You must show some work before we can help. One possible approach is to work out the degree of the vertices in each graph and try to identify those in G with those in H.

hello
thanx i know about the dgrees but i still don't know how to determine that somtime the degree fo the vertices does tell you a bout that... so i know step by step details in order to know all possiblities.... i appreciate your help
thanx

HallsofIvy
Homework Helper
Very well, do you know what "isomorphic" MEANS? Notice that cristo did not just say "work out the degree" he also said "try to identify those in G with those in H". What have you done toward that? What is the degree of each point in G and each point in H?

okey thats what i have but i still need some one to explain that in steps

For G this graph is made of
a 3-cycle agc,
a 4-cycle hdbf.
For H this graph is made of
a 7-cycle 2583647. C

so G and H are not isomorphic

i am not sure if this iright or wrong and the same time i need some explanation so i can be sure for what i am doing

thanc

cristo
Staff Emeritus
You've not answered Halls' question: what does isomorphic mean? What is the degree of each vertex of G and each vertex of H?
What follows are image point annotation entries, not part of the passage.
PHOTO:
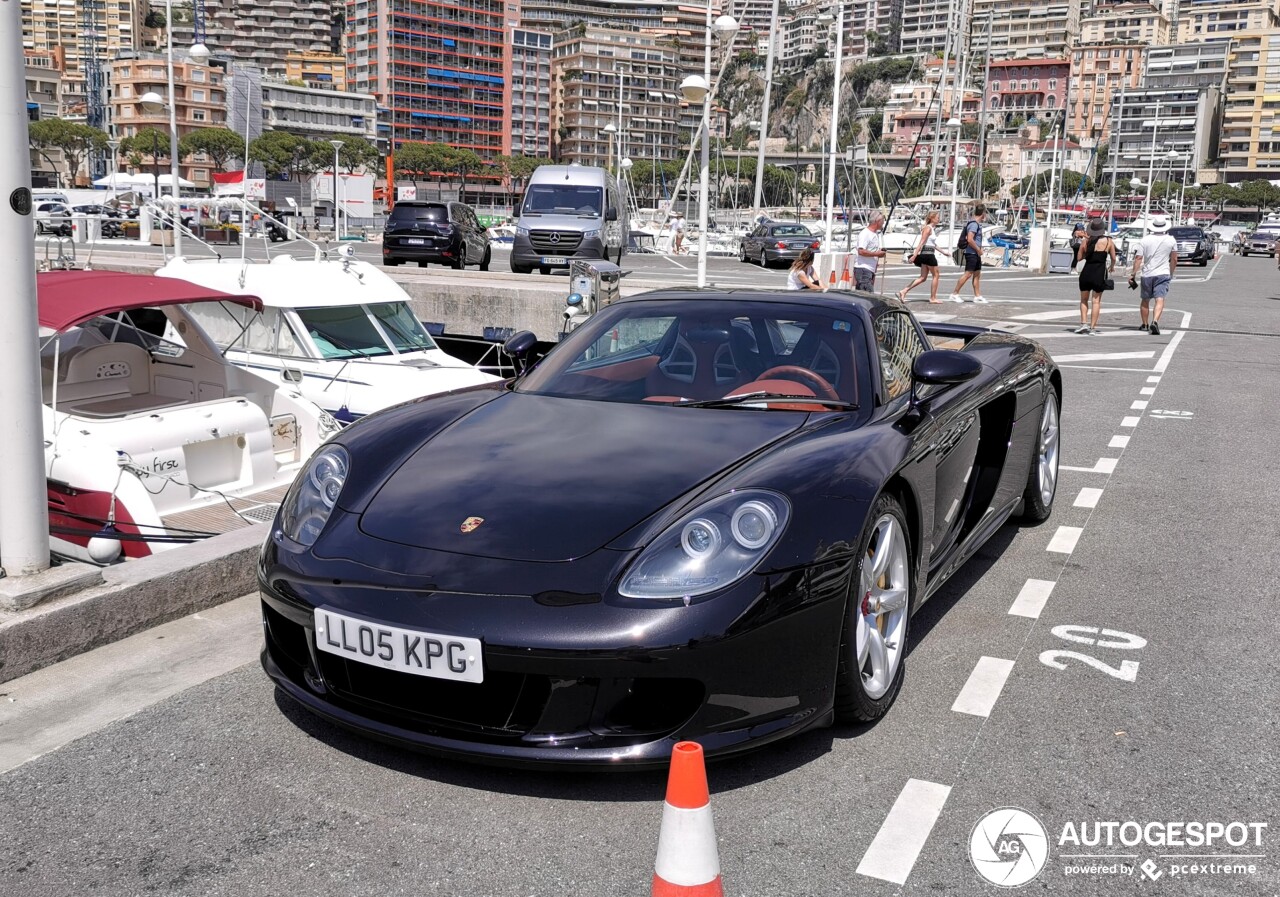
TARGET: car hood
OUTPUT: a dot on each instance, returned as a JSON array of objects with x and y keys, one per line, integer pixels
[{"x": 554, "y": 479}]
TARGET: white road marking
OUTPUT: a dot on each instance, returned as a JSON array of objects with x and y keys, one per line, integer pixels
[
  {"x": 982, "y": 690},
  {"x": 1102, "y": 356},
  {"x": 1031, "y": 600},
  {"x": 1104, "y": 466},
  {"x": 906, "y": 828},
  {"x": 1088, "y": 498},
  {"x": 1064, "y": 540}
]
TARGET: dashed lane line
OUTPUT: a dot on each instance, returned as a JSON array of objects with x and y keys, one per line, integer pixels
[
  {"x": 1064, "y": 540},
  {"x": 906, "y": 828},
  {"x": 1088, "y": 498},
  {"x": 981, "y": 691},
  {"x": 1031, "y": 600}
]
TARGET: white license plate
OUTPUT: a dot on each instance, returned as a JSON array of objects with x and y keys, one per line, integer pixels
[{"x": 401, "y": 650}]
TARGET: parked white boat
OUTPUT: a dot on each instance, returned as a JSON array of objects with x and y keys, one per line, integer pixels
[
  {"x": 339, "y": 329},
  {"x": 151, "y": 438}
]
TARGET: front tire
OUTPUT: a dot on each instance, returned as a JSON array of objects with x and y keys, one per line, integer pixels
[
  {"x": 1042, "y": 476},
  {"x": 878, "y": 617}
]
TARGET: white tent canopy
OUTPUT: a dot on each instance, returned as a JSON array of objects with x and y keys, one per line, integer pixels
[{"x": 140, "y": 182}]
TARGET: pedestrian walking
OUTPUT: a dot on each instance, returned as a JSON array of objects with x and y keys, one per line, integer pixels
[
  {"x": 677, "y": 232},
  {"x": 1098, "y": 254},
  {"x": 1155, "y": 261},
  {"x": 801, "y": 274},
  {"x": 869, "y": 252},
  {"x": 970, "y": 248},
  {"x": 927, "y": 257}
]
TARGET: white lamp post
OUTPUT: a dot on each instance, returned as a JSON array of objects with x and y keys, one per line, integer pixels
[
  {"x": 835, "y": 114},
  {"x": 152, "y": 103},
  {"x": 954, "y": 127},
  {"x": 337, "y": 211},
  {"x": 699, "y": 88}
]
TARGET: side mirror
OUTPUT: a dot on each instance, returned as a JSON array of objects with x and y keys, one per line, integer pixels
[
  {"x": 941, "y": 367},
  {"x": 944, "y": 367}
]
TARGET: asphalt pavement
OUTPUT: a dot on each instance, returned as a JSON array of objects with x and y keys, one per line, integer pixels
[{"x": 1110, "y": 673}]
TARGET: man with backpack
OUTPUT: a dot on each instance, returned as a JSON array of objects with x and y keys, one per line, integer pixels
[{"x": 969, "y": 254}]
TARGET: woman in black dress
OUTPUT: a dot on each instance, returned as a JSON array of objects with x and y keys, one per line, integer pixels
[{"x": 1098, "y": 254}]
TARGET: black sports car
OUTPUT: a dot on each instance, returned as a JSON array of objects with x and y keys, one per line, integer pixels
[{"x": 703, "y": 515}]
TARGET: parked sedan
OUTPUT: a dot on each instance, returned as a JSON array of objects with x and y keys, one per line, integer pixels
[
  {"x": 777, "y": 241},
  {"x": 1194, "y": 246},
  {"x": 703, "y": 515}
]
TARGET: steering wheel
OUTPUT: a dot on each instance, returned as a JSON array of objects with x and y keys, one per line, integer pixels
[{"x": 804, "y": 375}]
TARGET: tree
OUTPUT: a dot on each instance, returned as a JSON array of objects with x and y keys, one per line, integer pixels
[
  {"x": 220, "y": 145},
  {"x": 74, "y": 138},
  {"x": 1260, "y": 195}
]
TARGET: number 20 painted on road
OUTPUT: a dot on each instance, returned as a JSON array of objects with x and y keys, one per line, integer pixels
[{"x": 1091, "y": 635}]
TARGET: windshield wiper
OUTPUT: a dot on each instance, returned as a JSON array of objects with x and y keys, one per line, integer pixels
[{"x": 748, "y": 398}]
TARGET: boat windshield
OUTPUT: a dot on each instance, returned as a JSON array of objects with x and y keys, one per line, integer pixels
[{"x": 362, "y": 332}]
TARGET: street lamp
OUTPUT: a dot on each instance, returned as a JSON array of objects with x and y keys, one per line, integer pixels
[
  {"x": 609, "y": 134},
  {"x": 699, "y": 88},
  {"x": 954, "y": 126},
  {"x": 337, "y": 219},
  {"x": 154, "y": 103}
]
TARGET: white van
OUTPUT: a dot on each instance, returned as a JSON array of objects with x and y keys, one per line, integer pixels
[{"x": 568, "y": 211}]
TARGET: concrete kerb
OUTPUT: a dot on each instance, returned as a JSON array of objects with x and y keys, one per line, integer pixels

Also, I don't understand your notation: what, for example, does the cycle agc mean? I would presume it to mean an edge from a to g, another from g to c and a third from c to a; but there is no edge from a to g in the graph G! Please explain your notation.

Isomorphic means same shaped,,,,,,,, now i need explanation

i tried to follow some examples with no luck

cristo
Staff Emeritus
Isomorphic means same shaped,,,,,,,, now i need explanation

i tried to follow some examples with no luck

You need to be more precise-- "same shaped" is not a mathematical definition of two isomorphic graphs.

Have you read the rest of my last post? Please answer my questions-- I will not tell you the answer without you putting some effort into solving the problem.

You need to be more precise-- "same shaped" is not a mathematical definition of two isomorphic graphs.

Have you read the rest of my last post? Please answer my questions-- I will not tell you the answer without you putting some effort into solving the problem.

isomorphic:

Two graphs are isomorphic if there is a one-to-one correspondence between their vertices and there is an edge between two vertices of one graph if and only if there is an edge between the two corresponding vertices in the other graph.

G:

a-5 degrees
b-5
.

.
h- 5

for
H:

1-6 DEGREES
2-4
3-5
4-5
...
,,,
8-5 DEGREES